When I said I’m not a data scientist, I meant it. My last chart-happy post about male versus female confidence in skydiving was heavy on pretty graphs and light on actual data analysis. Fearless reader – and actual data scientist – Clifford Richardson ran the data through some heavy-duty industrial grinders and come up with a bit more rigorous work through.
Long story short, (TL;DR): “In short conclusion, freefall confidence isn’t statistically different between genders, canopy flight confidence seems to be, and females and males are equally varied in the amount of jumps it takes to get comfortable under that patchwork of life-saving nylon.”
And for the true stats lovers, here is the full explanation. Huge thanks and kudos to Clifford!

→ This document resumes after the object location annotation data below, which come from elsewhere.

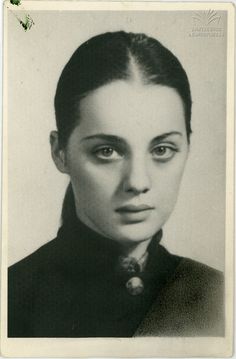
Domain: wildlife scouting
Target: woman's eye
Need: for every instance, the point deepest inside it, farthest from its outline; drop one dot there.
(163, 153)
(107, 153)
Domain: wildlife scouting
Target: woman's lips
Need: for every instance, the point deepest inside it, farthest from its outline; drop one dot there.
(134, 214)
(134, 209)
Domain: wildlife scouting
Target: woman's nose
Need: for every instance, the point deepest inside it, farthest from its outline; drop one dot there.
(136, 178)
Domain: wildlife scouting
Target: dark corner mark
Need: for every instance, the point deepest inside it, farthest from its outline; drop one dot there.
(15, 2)
(27, 23)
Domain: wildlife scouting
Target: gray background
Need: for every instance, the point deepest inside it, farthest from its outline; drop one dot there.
(36, 190)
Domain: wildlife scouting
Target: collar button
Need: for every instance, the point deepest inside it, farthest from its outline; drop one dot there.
(135, 286)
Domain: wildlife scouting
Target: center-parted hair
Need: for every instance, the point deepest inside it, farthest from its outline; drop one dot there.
(116, 56)
(105, 58)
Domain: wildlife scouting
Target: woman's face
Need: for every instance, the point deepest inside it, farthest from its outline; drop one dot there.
(126, 159)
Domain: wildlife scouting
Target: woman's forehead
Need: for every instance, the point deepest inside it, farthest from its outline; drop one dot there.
(127, 109)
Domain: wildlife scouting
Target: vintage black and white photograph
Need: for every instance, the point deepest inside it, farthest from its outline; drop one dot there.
(118, 178)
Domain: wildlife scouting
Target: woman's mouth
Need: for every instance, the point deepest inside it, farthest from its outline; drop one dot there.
(132, 213)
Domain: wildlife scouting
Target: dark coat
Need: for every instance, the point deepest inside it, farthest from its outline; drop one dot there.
(72, 287)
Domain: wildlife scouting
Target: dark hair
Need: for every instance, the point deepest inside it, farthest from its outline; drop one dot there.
(108, 57)
(103, 59)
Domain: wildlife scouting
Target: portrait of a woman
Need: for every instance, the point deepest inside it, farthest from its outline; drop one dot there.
(123, 114)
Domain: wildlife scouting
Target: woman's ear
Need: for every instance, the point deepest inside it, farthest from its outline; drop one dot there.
(58, 154)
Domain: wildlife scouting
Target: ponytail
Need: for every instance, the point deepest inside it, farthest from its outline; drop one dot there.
(68, 208)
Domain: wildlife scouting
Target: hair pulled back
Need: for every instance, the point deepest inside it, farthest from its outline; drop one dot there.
(107, 57)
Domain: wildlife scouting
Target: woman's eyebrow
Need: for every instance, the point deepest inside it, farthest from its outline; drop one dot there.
(104, 137)
(165, 135)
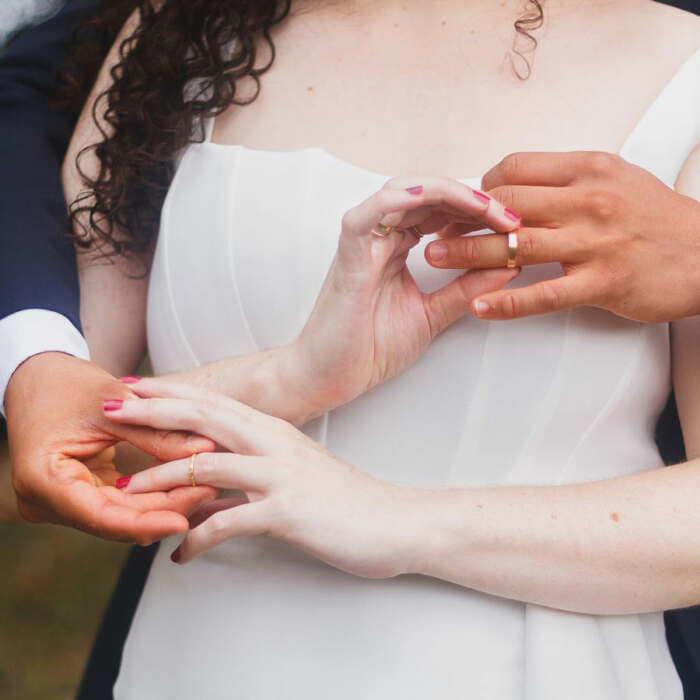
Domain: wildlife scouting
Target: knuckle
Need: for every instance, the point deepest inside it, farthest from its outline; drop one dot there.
(206, 466)
(20, 485)
(143, 540)
(27, 513)
(528, 247)
(218, 526)
(507, 196)
(550, 297)
(470, 250)
(603, 203)
(510, 166)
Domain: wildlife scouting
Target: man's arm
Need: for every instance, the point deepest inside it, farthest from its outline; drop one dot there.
(60, 445)
(626, 242)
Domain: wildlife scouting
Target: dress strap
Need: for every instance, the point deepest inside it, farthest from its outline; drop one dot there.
(669, 131)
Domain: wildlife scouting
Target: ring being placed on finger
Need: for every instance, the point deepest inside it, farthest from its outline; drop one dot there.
(381, 230)
(193, 481)
(512, 248)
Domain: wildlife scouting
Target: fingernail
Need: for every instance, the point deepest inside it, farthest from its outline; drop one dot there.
(438, 251)
(122, 482)
(480, 307)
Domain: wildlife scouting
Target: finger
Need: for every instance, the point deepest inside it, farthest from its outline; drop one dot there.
(219, 469)
(537, 206)
(543, 297)
(450, 303)
(167, 388)
(459, 229)
(535, 246)
(163, 444)
(541, 169)
(184, 499)
(230, 423)
(391, 204)
(208, 509)
(242, 521)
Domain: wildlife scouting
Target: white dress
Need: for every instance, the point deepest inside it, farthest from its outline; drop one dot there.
(246, 239)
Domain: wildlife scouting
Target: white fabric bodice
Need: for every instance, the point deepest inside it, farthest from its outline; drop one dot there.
(246, 239)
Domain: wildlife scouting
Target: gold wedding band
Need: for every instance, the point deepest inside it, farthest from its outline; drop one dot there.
(193, 481)
(383, 231)
(512, 248)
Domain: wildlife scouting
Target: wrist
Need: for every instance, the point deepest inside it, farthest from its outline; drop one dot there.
(291, 374)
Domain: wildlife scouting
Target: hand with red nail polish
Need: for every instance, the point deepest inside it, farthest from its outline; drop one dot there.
(62, 453)
(622, 237)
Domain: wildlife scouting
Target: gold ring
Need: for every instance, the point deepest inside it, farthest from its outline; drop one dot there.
(193, 482)
(512, 248)
(383, 231)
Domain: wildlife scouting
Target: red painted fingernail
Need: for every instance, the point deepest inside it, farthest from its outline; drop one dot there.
(130, 380)
(122, 482)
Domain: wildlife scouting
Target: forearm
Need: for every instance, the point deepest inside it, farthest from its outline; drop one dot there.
(624, 545)
(264, 380)
(8, 500)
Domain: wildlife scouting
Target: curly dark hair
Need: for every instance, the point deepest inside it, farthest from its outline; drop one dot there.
(149, 116)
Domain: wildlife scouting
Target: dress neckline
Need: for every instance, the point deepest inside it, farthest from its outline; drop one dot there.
(646, 115)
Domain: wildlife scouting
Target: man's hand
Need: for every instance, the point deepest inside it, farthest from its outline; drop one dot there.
(61, 449)
(626, 242)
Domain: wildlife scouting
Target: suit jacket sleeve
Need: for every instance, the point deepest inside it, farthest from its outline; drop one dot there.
(37, 261)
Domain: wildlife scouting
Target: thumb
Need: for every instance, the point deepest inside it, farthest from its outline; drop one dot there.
(449, 304)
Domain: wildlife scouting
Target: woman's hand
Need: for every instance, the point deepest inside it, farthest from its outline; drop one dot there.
(296, 491)
(626, 242)
(370, 320)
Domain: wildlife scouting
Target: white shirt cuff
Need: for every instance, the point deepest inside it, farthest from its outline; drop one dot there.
(30, 332)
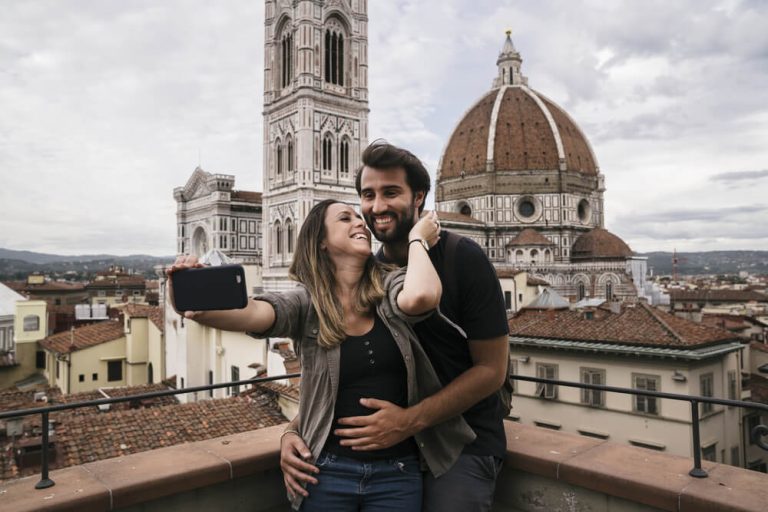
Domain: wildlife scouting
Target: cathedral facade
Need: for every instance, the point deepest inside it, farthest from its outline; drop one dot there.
(519, 177)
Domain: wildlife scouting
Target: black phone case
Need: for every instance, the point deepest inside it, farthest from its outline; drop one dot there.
(210, 288)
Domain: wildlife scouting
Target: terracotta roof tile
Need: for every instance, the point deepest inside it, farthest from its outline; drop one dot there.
(87, 438)
(13, 399)
(635, 325)
(529, 236)
(117, 282)
(276, 388)
(599, 243)
(118, 392)
(84, 337)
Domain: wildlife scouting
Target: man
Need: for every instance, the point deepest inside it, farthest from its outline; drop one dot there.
(471, 360)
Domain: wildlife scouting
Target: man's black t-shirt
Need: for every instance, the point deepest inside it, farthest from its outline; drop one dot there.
(472, 298)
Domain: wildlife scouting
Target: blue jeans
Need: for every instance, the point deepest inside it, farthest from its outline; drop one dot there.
(346, 484)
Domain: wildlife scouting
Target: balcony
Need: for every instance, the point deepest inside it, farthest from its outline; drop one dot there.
(544, 471)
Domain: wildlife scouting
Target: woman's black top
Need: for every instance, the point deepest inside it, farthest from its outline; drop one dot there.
(371, 367)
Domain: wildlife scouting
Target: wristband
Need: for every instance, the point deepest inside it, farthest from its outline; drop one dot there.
(421, 241)
(289, 431)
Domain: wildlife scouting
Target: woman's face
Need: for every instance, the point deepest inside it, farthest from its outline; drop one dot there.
(345, 233)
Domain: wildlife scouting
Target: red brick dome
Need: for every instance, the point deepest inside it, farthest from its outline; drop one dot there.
(514, 128)
(598, 244)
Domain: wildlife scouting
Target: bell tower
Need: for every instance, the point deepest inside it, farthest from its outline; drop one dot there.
(315, 116)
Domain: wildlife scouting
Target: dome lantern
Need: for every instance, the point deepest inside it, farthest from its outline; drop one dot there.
(509, 63)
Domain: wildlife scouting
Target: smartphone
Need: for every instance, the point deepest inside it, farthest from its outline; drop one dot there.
(210, 288)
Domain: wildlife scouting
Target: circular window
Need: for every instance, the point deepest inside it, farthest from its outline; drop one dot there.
(526, 208)
(585, 211)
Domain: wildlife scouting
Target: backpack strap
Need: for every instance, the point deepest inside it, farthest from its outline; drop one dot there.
(451, 243)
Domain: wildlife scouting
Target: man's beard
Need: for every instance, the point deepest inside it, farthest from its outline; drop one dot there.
(403, 225)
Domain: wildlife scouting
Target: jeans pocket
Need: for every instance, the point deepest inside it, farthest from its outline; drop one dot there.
(325, 459)
(490, 466)
(408, 466)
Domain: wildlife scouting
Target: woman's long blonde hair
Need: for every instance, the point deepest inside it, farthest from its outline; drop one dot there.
(313, 268)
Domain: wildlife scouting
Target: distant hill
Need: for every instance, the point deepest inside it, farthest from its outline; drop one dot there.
(712, 262)
(19, 264)
(42, 258)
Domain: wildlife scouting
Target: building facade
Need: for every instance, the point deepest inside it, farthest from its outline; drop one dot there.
(629, 346)
(212, 215)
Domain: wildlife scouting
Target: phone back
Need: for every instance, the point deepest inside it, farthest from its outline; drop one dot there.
(210, 288)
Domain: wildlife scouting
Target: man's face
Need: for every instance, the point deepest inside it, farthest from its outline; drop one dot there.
(388, 204)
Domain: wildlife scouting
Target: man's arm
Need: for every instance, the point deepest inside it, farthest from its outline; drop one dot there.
(392, 424)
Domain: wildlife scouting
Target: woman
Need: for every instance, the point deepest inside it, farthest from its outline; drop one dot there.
(349, 324)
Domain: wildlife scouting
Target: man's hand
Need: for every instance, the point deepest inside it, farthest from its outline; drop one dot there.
(293, 454)
(386, 427)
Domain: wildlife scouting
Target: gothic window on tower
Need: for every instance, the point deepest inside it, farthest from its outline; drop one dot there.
(289, 235)
(327, 152)
(286, 59)
(289, 154)
(334, 56)
(344, 155)
(278, 245)
(582, 291)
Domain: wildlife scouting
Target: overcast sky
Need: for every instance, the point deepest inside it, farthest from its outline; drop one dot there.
(107, 105)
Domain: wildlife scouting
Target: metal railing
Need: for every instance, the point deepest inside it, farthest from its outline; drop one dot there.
(756, 434)
(697, 471)
(46, 482)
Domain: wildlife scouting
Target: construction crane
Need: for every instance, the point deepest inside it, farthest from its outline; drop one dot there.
(675, 261)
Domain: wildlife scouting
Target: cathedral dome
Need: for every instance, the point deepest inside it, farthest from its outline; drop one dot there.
(598, 244)
(514, 128)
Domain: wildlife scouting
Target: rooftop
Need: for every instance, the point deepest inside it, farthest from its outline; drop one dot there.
(638, 324)
(8, 298)
(718, 295)
(758, 385)
(454, 217)
(544, 470)
(154, 313)
(246, 196)
(84, 337)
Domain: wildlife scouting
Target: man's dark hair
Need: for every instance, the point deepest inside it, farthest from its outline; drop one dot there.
(380, 154)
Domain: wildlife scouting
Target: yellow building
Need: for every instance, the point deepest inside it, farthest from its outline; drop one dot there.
(109, 353)
(20, 359)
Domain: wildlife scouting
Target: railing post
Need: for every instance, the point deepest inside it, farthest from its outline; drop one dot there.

Synopsis of Skydiving Confidence Data
by Clifford Richardson
In response to the recent article about confidence in skydiving, I have taken the raw data and given it a more in-depth analysis to help make a proper conclusion. I use some common statistical tests and terms to make some formal conclusions, but I will explain the purposes behind them for those who are not mathematically inclined. I apologize in advance for the lengthy wording. I write for scientific communities and the boring prose is all I know.
First, I wanted to address the main question: Is there a statistical difference between men and women when looking at confidence for either canopy or freefall flight?
To examine this question, let’s look at the original survey questions:
- Male or Female?
- I felt confident in my canopy-flying and canopy-landing skills at jump #___.
- I felt confident in my freefall skills at jump #___.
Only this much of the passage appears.